Physics-Inspired Probabilistic Computing for Extremely Large-Scale MIMO Detection in Future 6G Wireless Systems

TL;DR

This paper introduces physics-inspired probabilistic computing methods, specifically Ising machines, for efficient large-scale MIMO detection in future 6G wireless systems, achieving high accuracy with reduced complexity.

Contribution

It develops a generalized PIM-inspired framework using p-dits for scalable, adaptive MIMO detection across various modulation schemes and system sizes.

Findings

PIMs achieve optimal ML detection for 2048x2048 systems in 100 iterations.

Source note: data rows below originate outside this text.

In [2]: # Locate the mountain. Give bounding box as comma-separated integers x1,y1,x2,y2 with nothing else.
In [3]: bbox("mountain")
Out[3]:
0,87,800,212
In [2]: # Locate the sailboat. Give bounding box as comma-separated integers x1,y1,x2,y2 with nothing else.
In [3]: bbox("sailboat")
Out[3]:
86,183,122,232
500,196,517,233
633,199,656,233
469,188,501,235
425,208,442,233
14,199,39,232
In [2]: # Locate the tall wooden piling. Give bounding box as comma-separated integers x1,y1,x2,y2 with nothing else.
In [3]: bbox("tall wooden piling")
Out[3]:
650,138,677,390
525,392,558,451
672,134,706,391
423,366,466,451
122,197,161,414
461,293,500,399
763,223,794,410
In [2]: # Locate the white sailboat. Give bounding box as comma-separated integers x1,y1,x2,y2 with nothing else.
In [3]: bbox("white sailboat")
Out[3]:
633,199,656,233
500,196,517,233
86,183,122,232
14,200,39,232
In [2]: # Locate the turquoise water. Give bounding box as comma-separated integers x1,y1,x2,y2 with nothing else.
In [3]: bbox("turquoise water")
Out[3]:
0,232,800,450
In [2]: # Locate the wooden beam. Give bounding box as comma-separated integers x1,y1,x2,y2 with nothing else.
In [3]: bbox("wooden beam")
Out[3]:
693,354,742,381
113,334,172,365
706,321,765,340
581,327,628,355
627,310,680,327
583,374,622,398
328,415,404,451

The framework performs well up to 256x256 MIMO with low BER.

The p-dit interaction matrix is modulation-independent, enabling adaptability.

Abstract

Extremely large-scale multiple-input multiple-output (XL-MIMO) architectures are a key enabler of forthcoming 6G wireless communication networks by allowing high data rates through massive spatial multiplexing. Here, we approach these problems with physics-inspired unconventional computing based on Ising machines (IMs). For binary modulation, probabilistic IMs (PIMs) and oscillator-based IMs achieve optimal ML detection with systems up to 2048x2048 antennas with only 100 iterations, matching optimal sphere decoder performance for computationally treatable sizes and outperforming the minimum mean-square error (MMSE) industrial standard. For M-QAM up to 256, a generalized PIM-inspired framework, based on d-dimensional probabilistic variables (p-dits) that directly encode QAM symbols, shows low bit-error-rate across sizes up to 256x256 antennas, outperforming or matching MMSE with reduced algorithmic complexity. Unlike the binary mapping, the p-dit interaction matrix is independent of the QAM order, enabling adaptive MIMO modulation. These results show a promising scalable paradigm for XL MIMO detection in future 6G networks.